O Plenário do Supremo declarou, incidentalmente, a inconstitucionalidade do parágrafo 3º do artigo 6º do Regimento Interno das Turmas Recursais do Estado de Minas Gerais. A decisão foi tomada, por unanimidade, no julgamento de Habeas Corpus (HC 85056) impetrado contra a Turma Recursal do Juizado Especial Criminal de Ponte Nova (MG).

Na decisão do Supremo ficou determinado, também, novo julgamento em habeas corpus, na primeira instância, sem a participação do magistrado Cairo Luiz Cordeiro Gibran, apontado como autoridade coatora no caso.

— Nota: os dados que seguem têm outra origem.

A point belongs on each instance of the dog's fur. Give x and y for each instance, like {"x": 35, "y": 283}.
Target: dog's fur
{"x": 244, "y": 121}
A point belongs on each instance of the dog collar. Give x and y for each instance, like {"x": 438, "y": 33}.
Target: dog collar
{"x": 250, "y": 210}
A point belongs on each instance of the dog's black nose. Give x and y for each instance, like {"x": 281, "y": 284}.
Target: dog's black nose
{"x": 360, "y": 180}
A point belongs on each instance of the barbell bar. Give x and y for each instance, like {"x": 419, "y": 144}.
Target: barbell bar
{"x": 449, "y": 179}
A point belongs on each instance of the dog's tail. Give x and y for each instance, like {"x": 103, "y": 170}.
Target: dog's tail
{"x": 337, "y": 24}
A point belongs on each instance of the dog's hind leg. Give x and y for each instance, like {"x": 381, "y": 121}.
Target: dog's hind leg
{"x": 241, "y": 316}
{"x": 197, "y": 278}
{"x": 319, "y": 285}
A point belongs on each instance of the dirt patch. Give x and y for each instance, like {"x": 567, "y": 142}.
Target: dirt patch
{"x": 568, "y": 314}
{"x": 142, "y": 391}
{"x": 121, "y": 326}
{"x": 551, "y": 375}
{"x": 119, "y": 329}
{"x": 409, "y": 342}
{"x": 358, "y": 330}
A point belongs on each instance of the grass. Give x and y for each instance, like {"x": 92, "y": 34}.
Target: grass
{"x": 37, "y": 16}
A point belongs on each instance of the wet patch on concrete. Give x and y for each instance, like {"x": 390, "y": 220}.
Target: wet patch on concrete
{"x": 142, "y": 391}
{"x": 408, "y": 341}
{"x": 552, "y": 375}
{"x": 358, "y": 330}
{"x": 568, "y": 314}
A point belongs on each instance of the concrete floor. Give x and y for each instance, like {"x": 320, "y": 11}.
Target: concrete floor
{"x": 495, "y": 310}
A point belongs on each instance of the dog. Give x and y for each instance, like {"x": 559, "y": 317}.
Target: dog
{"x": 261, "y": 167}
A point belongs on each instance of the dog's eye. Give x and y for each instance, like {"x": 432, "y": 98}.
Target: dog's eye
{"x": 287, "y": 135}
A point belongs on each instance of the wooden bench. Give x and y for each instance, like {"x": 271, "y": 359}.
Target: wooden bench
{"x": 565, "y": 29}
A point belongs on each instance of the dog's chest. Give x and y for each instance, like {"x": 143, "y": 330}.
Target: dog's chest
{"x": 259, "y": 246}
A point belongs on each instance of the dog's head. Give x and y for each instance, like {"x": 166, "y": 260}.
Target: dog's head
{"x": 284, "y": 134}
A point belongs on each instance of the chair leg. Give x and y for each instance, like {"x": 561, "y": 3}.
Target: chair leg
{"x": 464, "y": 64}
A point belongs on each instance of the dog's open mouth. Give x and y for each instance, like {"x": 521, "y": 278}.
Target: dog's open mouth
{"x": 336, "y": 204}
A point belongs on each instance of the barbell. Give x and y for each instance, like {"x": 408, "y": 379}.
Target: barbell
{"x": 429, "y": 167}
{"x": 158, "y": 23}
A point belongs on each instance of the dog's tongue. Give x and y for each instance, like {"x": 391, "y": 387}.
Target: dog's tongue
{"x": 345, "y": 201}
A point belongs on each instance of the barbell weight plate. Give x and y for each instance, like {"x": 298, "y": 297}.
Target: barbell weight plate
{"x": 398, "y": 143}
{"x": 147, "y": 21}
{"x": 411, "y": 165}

O parágrafo 3º do artigo 6º do regimento das Turmas Recursais prevê que, devido à natureza dos recursos nos Juizados Especiais Cíveis e Criminais, o autor da sentença não está impedido de integrar turma julgadora.

No HC impetrado por Rita de Cássia Martins Santos, pretendia-se o trancamento da ação penal por ausência de justa causa, em razão da falta de representação por parte da vítima. Ela pediu também a anulação da decisão questionada, com fundamento de que teria sido julgada por seu próprio sentenciante, o magistrado Cairo Luiz Cordeiro Gibran, que proferiu voto contrário. Por isso, sustentou violação ao princípio constitucional do juiz natural, que visa o impedimento de um juiz analisar a mesma questão por mais de uma vez em diversos graus de jurisdição.

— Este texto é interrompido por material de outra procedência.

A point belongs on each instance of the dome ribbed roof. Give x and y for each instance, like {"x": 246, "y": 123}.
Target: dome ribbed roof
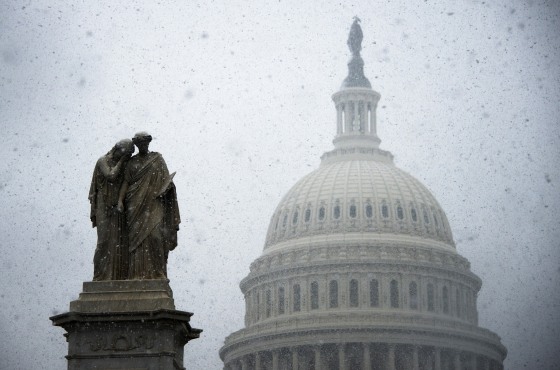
{"x": 371, "y": 199}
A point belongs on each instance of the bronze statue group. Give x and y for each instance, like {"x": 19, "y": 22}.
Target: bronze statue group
{"x": 134, "y": 207}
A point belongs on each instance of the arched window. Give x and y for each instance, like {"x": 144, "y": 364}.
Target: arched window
{"x": 280, "y": 300}
{"x": 458, "y": 302}
{"x": 314, "y": 295}
{"x": 374, "y": 293}
{"x": 413, "y": 293}
{"x": 352, "y": 213}
{"x": 333, "y": 294}
{"x": 336, "y": 212}
{"x": 445, "y": 296}
{"x": 268, "y": 303}
{"x": 369, "y": 211}
{"x": 385, "y": 211}
{"x": 258, "y": 306}
{"x": 431, "y": 306}
{"x": 394, "y": 294}
{"x": 426, "y": 219}
{"x": 321, "y": 213}
{"x": 354, "y": 297}
{"x": 400, "y": 214}
{"x": 297, "y": 298}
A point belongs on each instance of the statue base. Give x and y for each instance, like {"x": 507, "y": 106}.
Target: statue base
{"x": 126, "y": 324}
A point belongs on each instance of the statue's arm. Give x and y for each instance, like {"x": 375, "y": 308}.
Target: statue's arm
{"x": 122, "y": 193}
{"x": 110, "y": 173}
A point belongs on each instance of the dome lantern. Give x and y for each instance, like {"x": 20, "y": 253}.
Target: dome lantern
{"x": 356, "y": 102}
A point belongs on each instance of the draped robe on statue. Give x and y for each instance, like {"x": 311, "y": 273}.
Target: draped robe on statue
{"x": 152, "y": 216}
{"x": 111, "y": 254}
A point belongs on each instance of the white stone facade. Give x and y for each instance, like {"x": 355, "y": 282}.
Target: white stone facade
{"x": 359, "y": 270}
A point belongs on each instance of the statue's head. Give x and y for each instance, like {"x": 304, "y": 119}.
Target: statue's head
{"x": 142, "y": 141}
{"x": 123, "y": 147}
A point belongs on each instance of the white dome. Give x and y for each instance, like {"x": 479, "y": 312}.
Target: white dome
{"x": 360, "y": 197}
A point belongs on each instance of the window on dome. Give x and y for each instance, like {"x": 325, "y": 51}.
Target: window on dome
{"x": 354, "y": 298}
{"x": 297, "y": 298}
{"x": 394, "y": 294}
{"x": 369, "y": 211}
{"x": 281, "y": 300}
{"x": 413, "y": 215}
{"x": 258, "y": 306}
{"x": 374, "y": 293}
{"x": 352, "y": 212}
{"x": 336, "y": 212}
{"x": 445, "y": 296}
{"x": 385, "y": 211}
{"x": 431, "y": 306}
{"x": 333, "y": 294}
{"x": 413, "y": 293}
{"x": 314, "y": 295}
{"x": 307, "y": 215}
{"x": 268, "y": 303}
{"x": 321, "y": 213}
{"x": 458, "y": 302}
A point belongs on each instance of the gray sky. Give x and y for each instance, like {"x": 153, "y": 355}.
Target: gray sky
{"x": 237, "y": 97}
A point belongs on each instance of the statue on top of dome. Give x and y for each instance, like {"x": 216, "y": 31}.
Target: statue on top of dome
{"x": 355, "y": 37}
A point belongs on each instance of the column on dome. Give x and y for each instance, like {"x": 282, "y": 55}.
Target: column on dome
{"x": 258, "y": 361}
{"x": 355, "y": 117}
{"x": 457, "y": 361}
{"x": 391, "y": 357}
{"x": 295, "y": 358}
{"x": 367, "y": 356}
{"x": 317, "y": 357}
{"x": 473, "y": 361}
{"x": 339, "y": 122}
{"x": 347, "y": 117}
{"x": 342, "y": 357}
{"x": 275, "y": 355}
{"x": 415, "y": 365}
{"x": 244, "y": 364}
{"x": 373, "y": 118}
{"x": 437, "y": 359}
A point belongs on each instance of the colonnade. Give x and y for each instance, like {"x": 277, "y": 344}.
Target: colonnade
{"x": 363, "y": 356}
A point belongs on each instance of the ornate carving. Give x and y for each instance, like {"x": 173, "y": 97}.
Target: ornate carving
{"x": 120, "y": 342}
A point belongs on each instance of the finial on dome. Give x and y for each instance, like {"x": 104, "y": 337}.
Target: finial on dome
{"x": 356, "y": 77}
{"x": 355, "y": 37}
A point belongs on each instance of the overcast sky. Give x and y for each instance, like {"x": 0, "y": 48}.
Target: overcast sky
{"x": 237, "y": 95}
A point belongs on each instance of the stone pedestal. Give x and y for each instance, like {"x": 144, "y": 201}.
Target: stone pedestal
{"x": 126, "y": 325}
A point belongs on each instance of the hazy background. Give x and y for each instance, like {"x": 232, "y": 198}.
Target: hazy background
{"x": 237, "y": 97}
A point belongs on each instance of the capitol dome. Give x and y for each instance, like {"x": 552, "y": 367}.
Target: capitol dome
{"x": 361, "y": 199}
{"x": 359, "y": 269}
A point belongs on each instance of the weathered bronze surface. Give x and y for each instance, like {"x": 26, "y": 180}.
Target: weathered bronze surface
{"x": 110, "y": 261}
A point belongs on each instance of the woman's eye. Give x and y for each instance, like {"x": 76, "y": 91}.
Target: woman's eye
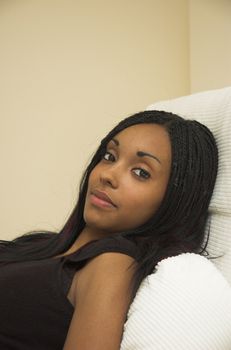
{"x": 109, "y": 157}
{"x": 142, "y": 173}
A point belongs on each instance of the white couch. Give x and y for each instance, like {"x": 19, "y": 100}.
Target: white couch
{"x": 186, "y": 304}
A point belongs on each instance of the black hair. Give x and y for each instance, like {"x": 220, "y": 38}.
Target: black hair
{"x": 178, "y": 226}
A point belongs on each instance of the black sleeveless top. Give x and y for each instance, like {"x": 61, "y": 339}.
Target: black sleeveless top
{"x": 35, "y": 312}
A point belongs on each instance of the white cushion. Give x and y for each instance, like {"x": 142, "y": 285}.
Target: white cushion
{"x": 185, "y": 305}
{"x": 213, "y": 108}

O relator da matéria, ministro Carlos Ayres Britto, entendeu que o acórdão recorrido afrontou o direito líquido e certo da autora do HC. Ayres Britto destacou que houve uma situação de desvantagem, pois as turmas recursais se compõem de três juízes, e um dos componentes da turma julgadora foi o magistrado da decisão questionada. “A autoridade que prestou informações à Turma Recursal é a mesma que dias depois participou de julgamento da pena de resignação”, disse o ministro, ressaltando que a situação se traduz em “prestar informações para si mesmo”.

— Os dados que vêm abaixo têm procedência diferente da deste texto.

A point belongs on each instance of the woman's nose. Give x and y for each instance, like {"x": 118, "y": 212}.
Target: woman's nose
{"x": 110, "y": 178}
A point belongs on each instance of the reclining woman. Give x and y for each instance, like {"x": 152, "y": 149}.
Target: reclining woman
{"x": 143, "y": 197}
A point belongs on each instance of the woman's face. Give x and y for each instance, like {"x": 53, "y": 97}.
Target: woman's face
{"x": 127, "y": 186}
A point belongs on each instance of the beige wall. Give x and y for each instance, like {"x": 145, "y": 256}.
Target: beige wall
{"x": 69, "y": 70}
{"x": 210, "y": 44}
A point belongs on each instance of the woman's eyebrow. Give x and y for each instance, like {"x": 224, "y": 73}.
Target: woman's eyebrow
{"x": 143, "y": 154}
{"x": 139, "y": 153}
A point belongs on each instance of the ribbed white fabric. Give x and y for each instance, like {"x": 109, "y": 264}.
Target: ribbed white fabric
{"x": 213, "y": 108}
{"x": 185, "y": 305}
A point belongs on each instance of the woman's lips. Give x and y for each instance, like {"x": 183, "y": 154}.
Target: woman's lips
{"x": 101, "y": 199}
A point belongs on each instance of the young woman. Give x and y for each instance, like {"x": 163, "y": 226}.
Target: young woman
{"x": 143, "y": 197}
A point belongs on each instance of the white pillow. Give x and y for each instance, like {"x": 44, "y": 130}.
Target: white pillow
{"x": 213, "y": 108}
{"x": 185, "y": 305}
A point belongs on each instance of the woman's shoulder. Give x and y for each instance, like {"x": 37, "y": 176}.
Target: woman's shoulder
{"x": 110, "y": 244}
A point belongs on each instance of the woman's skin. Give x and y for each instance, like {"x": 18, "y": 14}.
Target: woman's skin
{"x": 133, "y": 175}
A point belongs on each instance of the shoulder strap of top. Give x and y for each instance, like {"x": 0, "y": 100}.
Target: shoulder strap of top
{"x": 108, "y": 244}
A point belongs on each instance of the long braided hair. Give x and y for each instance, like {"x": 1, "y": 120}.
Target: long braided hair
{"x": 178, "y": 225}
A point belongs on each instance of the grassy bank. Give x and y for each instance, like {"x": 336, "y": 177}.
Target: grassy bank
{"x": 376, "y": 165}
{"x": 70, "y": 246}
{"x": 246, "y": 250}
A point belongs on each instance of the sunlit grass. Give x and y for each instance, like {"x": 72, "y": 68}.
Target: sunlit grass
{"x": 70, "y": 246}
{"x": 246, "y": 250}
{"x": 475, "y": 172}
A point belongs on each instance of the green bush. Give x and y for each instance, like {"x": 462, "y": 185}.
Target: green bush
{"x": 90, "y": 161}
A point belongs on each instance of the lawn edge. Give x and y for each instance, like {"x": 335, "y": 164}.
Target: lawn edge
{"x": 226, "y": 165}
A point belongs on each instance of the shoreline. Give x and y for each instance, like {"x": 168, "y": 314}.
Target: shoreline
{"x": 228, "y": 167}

Por fim, o ministro Carlos Ayres Britto declarou, incidentalmente, a inconstitucionalidade de dispositivo do Regimento Interno das Turmas Recursais de Minas Gerais (§ 3º, do artigo 6º), com redação dada pela Instrução nº 1, de 14 de agosto de 2002. Também anulou julgamento de habeas corpus e determinou nova análise do pedido pela 1ª instância sem a participação do juiz Cairo Gibran – autoridade coatora.